Blight’s seminal work, “Race and Reunion: The Civil War in American Memory,” probes how Civil War veterans and North and South reconciled in the decades after the war—at the expense of racial progress and honoring African–Americans’ contributions to the Union cause. It received eight book awards, including the Bancroft Prize, the Abraham Lincoln Prize and the Frederick Douglass Prize.
His 2007 book, “A Slave No More: Two Men Who Escaped to Freedom, Including their Narratives of Emancipation,” chronicles the dramatic stories of Fredericksburg’s John Washington and North Carolina’s Wallace Turnage. Washington’s rare and poignant memoir, which includes his hand-drawn map of the area, is considered one of the greatest of slave narratives.
Washington, who grew up as a slave in Fredericksburg, escaped across the Rappahannock River to the Union army in Falmouth on April 18, 1862—150 years ago this week.
“His case is a stunning example of how slaves freed themselves but were also freed by the presence of Union troops,” Blight said in an email.
And it happened many months before Lincoln signed the Emancipation Proclamation, he noted.
Blight’s Yale course “The Civil War and Reconstruction Era, 1845–1877” is offered on YouTube and Apple’s iTunes U, with both audio and video versions.
His newest work, “American Oracle: The Civil War in the Civil Rights Era,” follows four American writers—Robert Penn Warren, Bruce Catton, Edmund Wilson and James Baldwin—who plumb the disparities between remembrance and reality.
Blight takes readers to the Lincoln Memorial’s steps on Aug. 28, 1963, a century after the signing of the Emancipation Proclamation. There, Martin Luther King Jr. told thousands of onlookers, “One hundred years later, the Negro still is not free.”
King spoke three years after the Virginia Civil War Commission published a guide telling teachers that “the Centennial is no time for finding fault or placing blame or fighting the issues all over again,” Blight notes.
As for his part of Saturday’s program, Hennessy said he intends “to take these big ideas of freedom and liberty and to put them into a local context—to look at how slavery came to its functional end here in Fredericksburg, and what that meant to those on all sides of the equation: slaves, owners, and members of the Union army.
His talk, “Freedom’s Tide: The Army, Emancipation, and the Fredericksburg Region, 1862,” will share the voices of those who experienced and shaped events firsthand.
“One of the things that makes this history so rich is that in fact it was seen and experienced and valued differently by different people,” Hennessy said. “The power of differing perspectives gives relief and volume to a story of critical importance to our nation.”

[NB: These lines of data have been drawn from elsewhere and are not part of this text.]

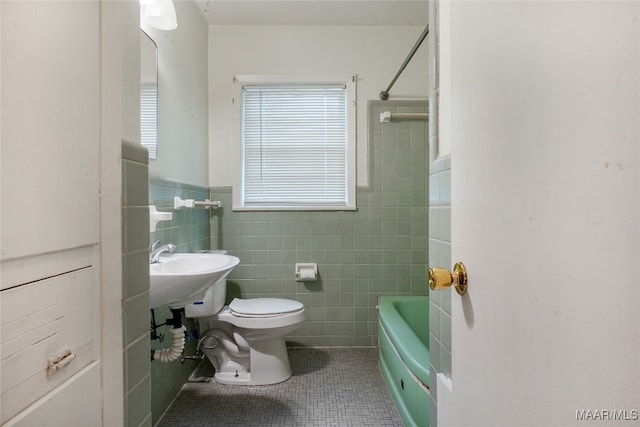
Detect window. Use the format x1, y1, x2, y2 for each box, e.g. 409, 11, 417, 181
234, 75, 355, 210
140, 83, 158, 160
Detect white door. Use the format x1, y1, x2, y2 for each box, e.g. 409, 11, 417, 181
0, 1, 102, 426
437, 1, 640, 426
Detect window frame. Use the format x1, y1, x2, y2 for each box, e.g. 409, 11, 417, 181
232, 74, 357, 211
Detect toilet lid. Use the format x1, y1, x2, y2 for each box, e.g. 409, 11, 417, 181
229, 298, 304, 317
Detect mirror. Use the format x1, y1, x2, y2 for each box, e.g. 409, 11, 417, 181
140, 31, 158, 160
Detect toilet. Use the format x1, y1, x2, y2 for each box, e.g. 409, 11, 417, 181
185, 279, 305, 385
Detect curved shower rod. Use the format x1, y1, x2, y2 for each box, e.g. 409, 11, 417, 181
380, 25, 429, 101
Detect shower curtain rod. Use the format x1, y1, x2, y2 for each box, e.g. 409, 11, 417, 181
380, 25, 429, 101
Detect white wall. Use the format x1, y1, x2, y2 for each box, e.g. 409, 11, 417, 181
209, 23, 428, 186
437, 1, 640, 427
144, 0, 209, 186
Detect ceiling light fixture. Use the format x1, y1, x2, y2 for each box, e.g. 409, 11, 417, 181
140, 0, 178, 31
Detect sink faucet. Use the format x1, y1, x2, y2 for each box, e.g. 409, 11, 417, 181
149, 240, 176, 264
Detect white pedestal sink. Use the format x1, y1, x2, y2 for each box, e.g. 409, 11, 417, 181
149, 253, 240, 309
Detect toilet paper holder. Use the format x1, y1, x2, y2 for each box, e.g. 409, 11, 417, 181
294, 262, 318, 282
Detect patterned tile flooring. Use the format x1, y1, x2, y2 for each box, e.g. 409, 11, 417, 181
158, 348, 402, 427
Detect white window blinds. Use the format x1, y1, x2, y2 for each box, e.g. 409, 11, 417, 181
140, 83, 158, 159
242, 84, 350, 209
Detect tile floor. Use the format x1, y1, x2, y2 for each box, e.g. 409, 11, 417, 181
158, 348, 402, 427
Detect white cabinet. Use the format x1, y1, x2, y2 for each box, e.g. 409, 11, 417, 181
0, 1, 102, 425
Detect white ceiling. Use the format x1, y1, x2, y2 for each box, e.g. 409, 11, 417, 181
194, 0, 427, 26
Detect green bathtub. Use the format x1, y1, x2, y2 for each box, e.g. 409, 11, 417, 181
378, 296, 431, 427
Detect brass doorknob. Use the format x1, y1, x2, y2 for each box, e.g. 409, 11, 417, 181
429, 262, 467, 295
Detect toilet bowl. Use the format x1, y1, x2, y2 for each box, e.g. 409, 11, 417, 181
185, 280, 305, 385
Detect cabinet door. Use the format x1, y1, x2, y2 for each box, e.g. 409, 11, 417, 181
0, 1, 102, 425
0, 1, 100, 260
0, 267, 100, 425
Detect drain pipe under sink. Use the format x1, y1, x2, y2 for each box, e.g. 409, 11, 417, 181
151, 325, 187, 362
151, 308, 187, 362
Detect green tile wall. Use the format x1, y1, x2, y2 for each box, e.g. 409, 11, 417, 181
122, 141, 151, 427
147, 177, 210, 424
149, 176, 210, 252
211, 101, 429, 347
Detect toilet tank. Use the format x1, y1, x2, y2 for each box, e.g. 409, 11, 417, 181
184, 250, 228, 318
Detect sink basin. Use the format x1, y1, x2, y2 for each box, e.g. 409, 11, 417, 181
149, 253, 240, 308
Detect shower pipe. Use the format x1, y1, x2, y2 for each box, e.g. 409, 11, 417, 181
380, 25, 429, 101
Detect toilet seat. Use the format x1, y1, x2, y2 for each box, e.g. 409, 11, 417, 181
229, 298, 304, 318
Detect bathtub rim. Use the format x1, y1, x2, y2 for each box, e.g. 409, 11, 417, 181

This week’s “Anguish” forum will take place from 1 to 5 p.m., at Fredericksburg Baptist Church, with a book-signing and reception to follow at the Fredericksburg Area Museum and Cultural Center, 1001 Princess Anne St. Books may be purchased during the event, or beforehand, at The Museum Store at 215 William St.
Saturday’s speakers’ forum is being sponsored by the museum, UMW and the National Park Service.